The annoying part? Every other service flipped over within about 60 seconds. Our Go services, our Node workers, all fine. Only the JVM one was stuck.

Why one runtime behaved differently

Here's the thing nobody on the team had clocked. The default DNS caching behaviour is wildly different depending on what's making the request.

| Runtime | Default DNS cache TTL | What actually happened |
|---|---|
| JVM (security manager off) | 30s | Usually fine |
| JVM (security manager on) | Forever (networkaddress.cache.ttl=-1) | Cached the dead NLB IPs until restart |
| Go net resolver | Honours record TTL | Re-resolved in ~60s |
| Node 18 | Honours record TTL | Re-resolved in ~60s |
| Python requests | No caching at the lib layer | Re-resolved per connection pool refresh |

NLBs hand you IP addresses behind a DNS name, and those IPs change when targets move. The contract is: you re-resolve and follow the record. The JVM, with a security manager active, sets networkaddress.cache.ttl to -1, which means cache the first answer for the life of the process. So our scheduler resolved the name once at boot, three weeks ago, and never looked again.

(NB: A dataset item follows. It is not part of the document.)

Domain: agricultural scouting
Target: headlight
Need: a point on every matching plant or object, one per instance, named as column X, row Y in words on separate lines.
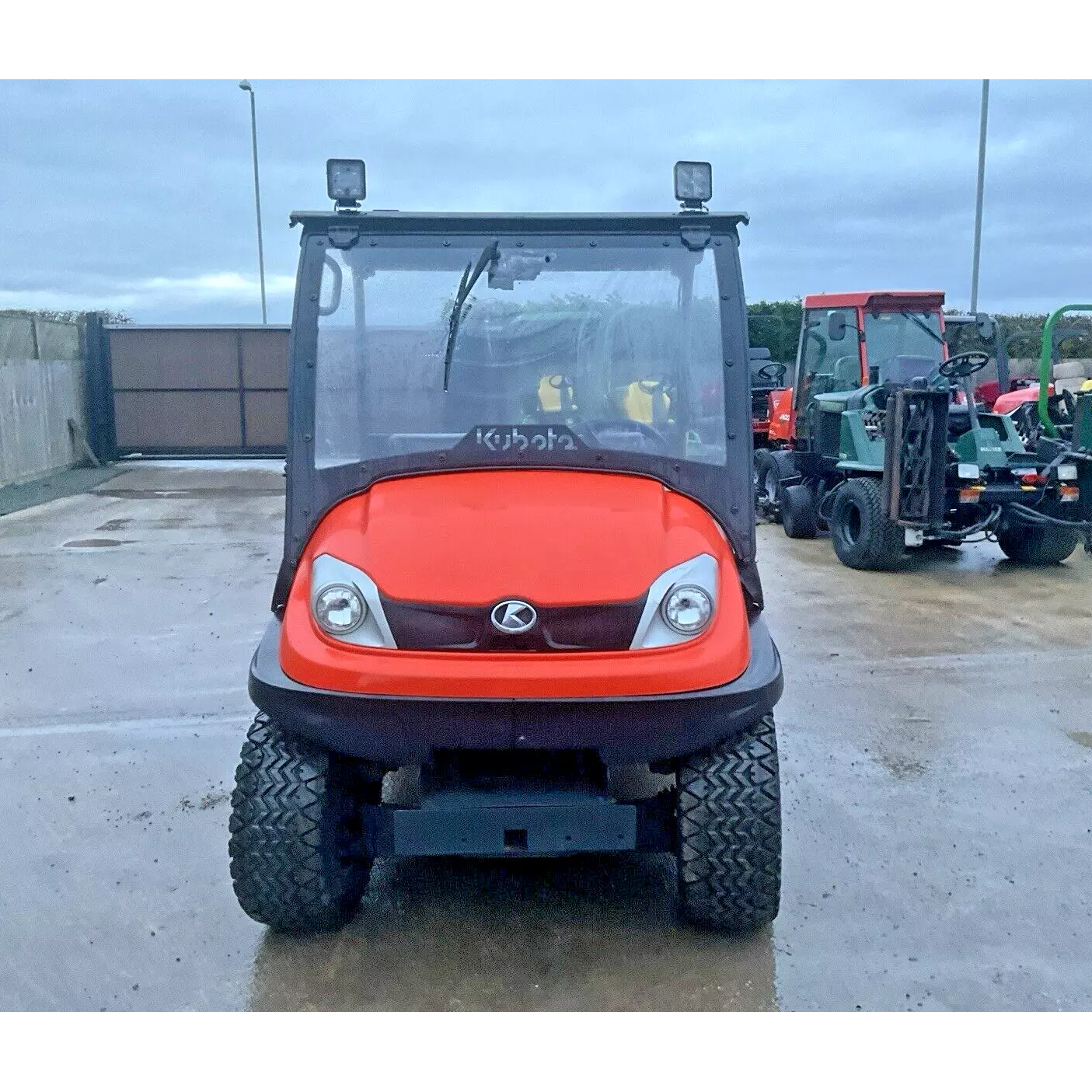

The DNS record had a 60-second TTL. Didn't matter. The JVM never asked DNS a second time.

The fix

Two lines in the JVM security config, pushed through our base image:

# $JAVA_HOME/conf/security/java.security
networkaddress.cache.ttl=30
networkaddress.cache.negative.ttl=5

Thirty seconds of caching, five seconds for negative lookups so a transient NXDOMAIN doesn't get pinned either. We bake this into the base image now so every JVM service inherits it. No app code change.

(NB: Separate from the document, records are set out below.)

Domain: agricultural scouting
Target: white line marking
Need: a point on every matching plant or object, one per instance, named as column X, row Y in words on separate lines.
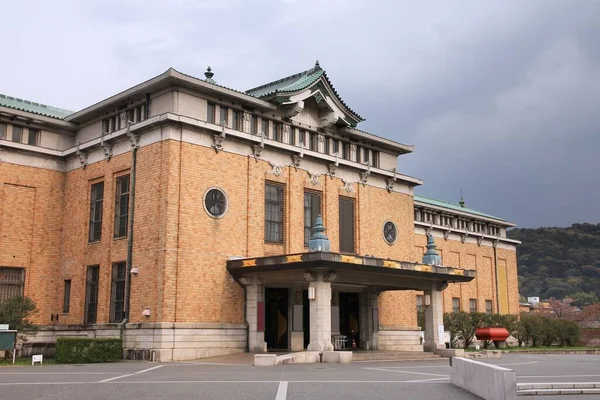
column 281, row 391
column 406, row 372
column 125, row 376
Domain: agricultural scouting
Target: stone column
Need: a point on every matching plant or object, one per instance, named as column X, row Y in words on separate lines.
column 320, row 310
column 255, row 305
column 434, row 319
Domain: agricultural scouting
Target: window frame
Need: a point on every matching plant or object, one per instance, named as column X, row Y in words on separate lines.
column 67, row 296
column 96, row 208
column 273, row 222
column 121, row 227
column 12, row 282
column 91, row 288
column 118, row 285
column 308, row 228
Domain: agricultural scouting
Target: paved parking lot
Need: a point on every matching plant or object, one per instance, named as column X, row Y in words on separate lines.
column 377, row 380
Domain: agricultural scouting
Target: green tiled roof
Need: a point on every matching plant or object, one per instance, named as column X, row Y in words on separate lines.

Then the second half of the problem: even with re-resolution, the old NLB was draining too slowly. Default deregistration delay is 300 seconds. During a planned cutover that's an eternity of half-dead targets accepting connections. We dropped it for this service:

aws elbv2 modify-target-group-attributes \
  --target-group-arn "$TG_ARN" \
  --attributes Key=deregistration_delay.timeout_seconds,Value=30

Short TTL plus short drain meant the next test cutover finished in under 90 seconds across every runtime. No error spike.

Where the LLM bit sneaks in

One reason this stung is that the same scheduler kicks off build steps that call an LLM for flaky-test classification. Those calls go out through an AI gateway, Bifrost in our case, which already does its own provider failover and re-resolution on the upstream side. So that path stayed healthy the whole time. Which made the outage extra confusing at first, because the part everyone assumed was fragile (the model calls) was solid, and the boring internal HTTP call was the thing on fire. Good reminder that the exotic dependency isn't always the one that bites you.

Trade-offs and limitations

A short DNS TTL isn't free, and I won't pretend it is.

More DNS queries. Dropping JVM cache to 30s means roughly 120x more lookups per hour per host than the old "resolve once" behaviour. For us that's noise against a Route 53 resolver, but if you're doing thousands of resolutions a second you'll want to check your resolver isn't the new bottleneck.

30s is still 30s. This shortens the failover window, it doesn't remove it. For a true hot failover you need connection-level health checks and active draining, not just DNS. We treat DNS as the coarse knob and deregistration delay as the fine one.

Negative caching tradeoff. A 5-second negative TTL means a brief DNS hiccup gets retried fast, but it also means a genuinely down name gets queried more aggressively. Fine for internal services, worth a second look if you're resolving something rate-limited.

It's per-runtime. There's no single switch. The JVM fix does nothing for a Go binary, and the Go default did nothing wrong here. You have to know each runtime's behaviour, which is exactly the gap that caused this.

What I'd tell past me

Test the failover, not the failover system. We had a lovely runbook for swapping NLBs and zero tests for what the clients actually did when we swapped. "Never had a DNS issue" just meant we'd never drained a load balancer with a JVM watching.

Next game day, we're killing an NLB on purpose and watching every runtime re-resolve. If something caches forever, I'd rather find out at 2pm on a Tuesday than during a real migration.